La prime à la casse d'un véhicule de plus de dix ans offerte par l'État pour tout achat d'un véhicule neuf est bien souvent assortie d'une prime des constructeurs. Cette double incitation a créé un regain d'activité chez Indra, déconstructeur automobile installé à Bourgoin-Jallieu. Ce groupe, qui compte trois sites de déconstruction en propre et deux sites administratifs, travaille avec un réseau de plus de 260 démanteleurs sur toute la France.
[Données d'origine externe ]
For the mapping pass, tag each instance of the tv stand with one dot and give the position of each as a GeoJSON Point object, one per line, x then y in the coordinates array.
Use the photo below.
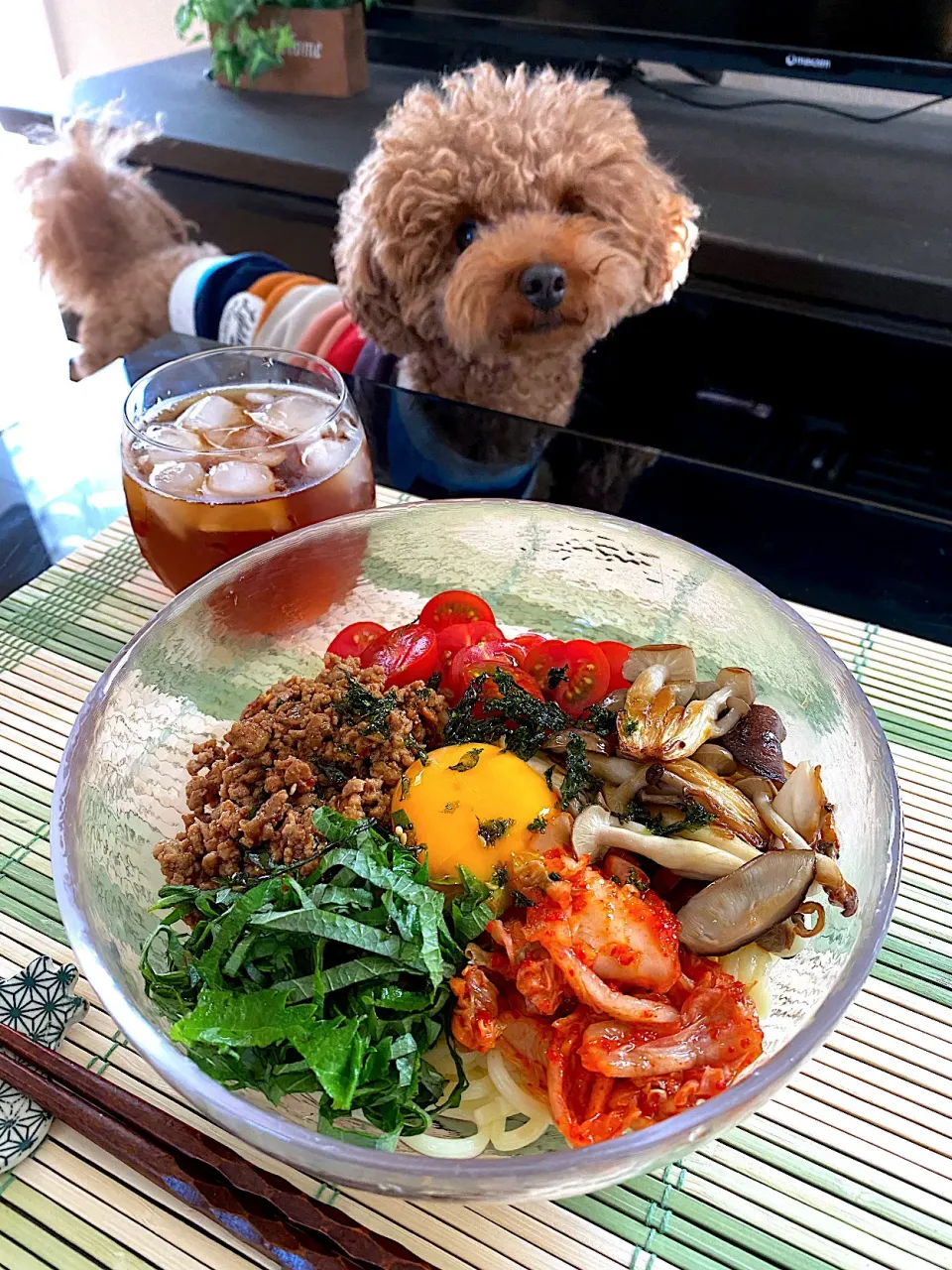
{"type": "Point", "coordinates": [703, 73]}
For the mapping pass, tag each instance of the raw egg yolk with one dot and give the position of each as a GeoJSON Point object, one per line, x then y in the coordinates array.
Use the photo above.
{"type": "Point", "coordinates": [471, 806]}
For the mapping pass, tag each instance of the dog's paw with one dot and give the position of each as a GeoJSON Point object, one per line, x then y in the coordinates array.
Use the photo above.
{"type": "Point", "coordinates": [682, 243]}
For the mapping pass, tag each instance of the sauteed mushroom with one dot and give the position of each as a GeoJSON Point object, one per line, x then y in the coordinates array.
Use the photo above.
{"type": "Point", "coordinates": [595, 832]}
{"type": "Point", "coordinates": [756, 743]}
{"type": "Point", "coordinates": [747, 903]}
{"type": "Point", "coordinates": [689, 781]}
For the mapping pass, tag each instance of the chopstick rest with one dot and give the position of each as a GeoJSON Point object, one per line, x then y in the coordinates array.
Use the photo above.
{"type": "Point", "coordinates": [40, 1003]}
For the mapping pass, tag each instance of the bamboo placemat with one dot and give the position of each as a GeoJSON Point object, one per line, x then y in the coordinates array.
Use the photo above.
{"type": "Point", "coordinates": [849, 1167]}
Si Anick Kadoche, la directrice générale, se félicite du volume de travail, elle avoue que cela peut être problématique chez certains membres du réseau. «Nous en sommes à 20.000véhicules par mois; c'est ce que nous traitons habituellement en six mois. Le flux entrant de véhicules est donc plus important, alors que le coût des matières premières baisse. Les démanteleurs sont confrontés à un problème de stockage et à une moindre valorisation de la déconstruction. Nous cherchons donc à élargir notre réseau pour les soulager.»
Situation exceptionnelle
Le groupe, détenu depuis 2008 à 80% par une joint-venture entre Renault environnement et Sita recyclage, se charge auprès des assureurs, constructeurs et collectivités, des véhicules depuis la demande d'enlèvement jusqu'à la destruction physique de la carte grise en préfecture. Le réseau est là pour dépolluer et valoriser les matériaux, avec une totale traçabilité et le souci de l'environnement. «Nous sommes tenus à la valorisation de 85% de chaque véhicule. Mais nous sommes dans une situation exceptionnelle où il est très compliqué de maintenir ce taux avec les difficultés des démanteleurs.» Indra doit aussi gérer ce surplus d'activité qui est temporaire mais dont personne ne connaît la durée. «Quand sera le pic et quelle sera la vitesse de la descente: ce sont de grandes inconnues.»
Le Groupe Indra fait de la déconstruction automobile, un secteur qui connaît un regain d'activité.